0

Following a profiling of my C++ code, it appears that the pow function is used a lot.

Some of my pow functions have an integer exponent and another non-integer exponent. I am only interested for the ones with integer exponent.

To gain in performance, I am looking a way to define a macro like this:

#define pow(x,n) ({\
    double product;\
    if (typeid(n).name() == "i") {\
    for(int i = 0; i < n-1; i++)\
        product *= x;}\
    else\
    product = pow(x,n);\
    product;\
})

But I don't get the gain expected regarding the runtime. I think this is due to the else part in my macro where I call the classical pow function.

How can I determine in advance the type of exponent before macro was "written" during the pre-processing?

Ideally, I would like this macro only to be applied if the exponent is an integer, but it seems my attempt is not pertinent.

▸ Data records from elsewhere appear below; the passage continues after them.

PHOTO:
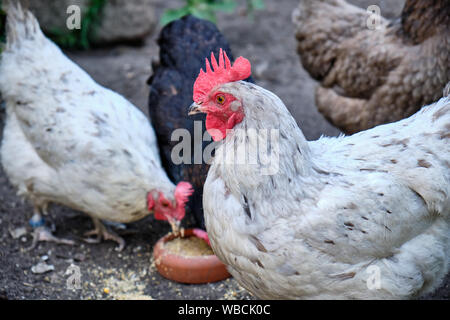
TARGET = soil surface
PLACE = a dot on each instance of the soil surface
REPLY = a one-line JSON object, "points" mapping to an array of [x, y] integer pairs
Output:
{"points": [[97, 271]]}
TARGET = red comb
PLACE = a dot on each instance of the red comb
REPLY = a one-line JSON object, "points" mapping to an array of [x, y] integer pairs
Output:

From your suggestions, I tried three options:

First option: Just add overload inline functions with base which is integer or double:

// First option
inline int pow(int x, int n){
    // using simple mechanism for repeated multiplication
    int product = 1;
    for(int i = 0; i < n; i++){
        product *= x;
    }
    return product;
}

inline int pow(double x, int n){
    // using simple mechanism for repeated multiplication
    double product = 1;
    for(int i = 0; i < n; i++){
        product *= x;
    }
    return product;
}

Result: runtime = 1 min 08 sec

Second option: Define a macro that calls via inline my_pow function if the exponent n is not an integer:

// Second option
inline double my_pow(double x, double n){
    return pow(x,n);
}

#define pow(x,n) ({\
    double product = 1;\
    if (typeid(n) == typeid(int)) {\
    for(int i = 0; i < n; i++)\
        product *= x;}\
    else product = my_pow(x,n);\
    product;\
})

Result: runtime = 51.86 sec

Third option: suggestion given in answer with template<typename type_t>

template<typename type_t>
inline double pow(const double x, type_t n)
{
    // This is compile time checking of types.
    // Don't use the RTTI thing you are trying to do
    //if constexpr (is_floating_point_v<type_t>)
    if (typeid(n) != typeid(int))
    {
        return pow(x, n);
    }
    else
    {
        double value = 1;
        for (type_t i = 0; i < n; ++i) value *= x;
        return value;
    }
}

Result: runtime = 52.84 sec

So finally, from these first tests, the best option would be the second one where I use a macro combined with a function that calls the general case of the pow function (both integer and floating exponent).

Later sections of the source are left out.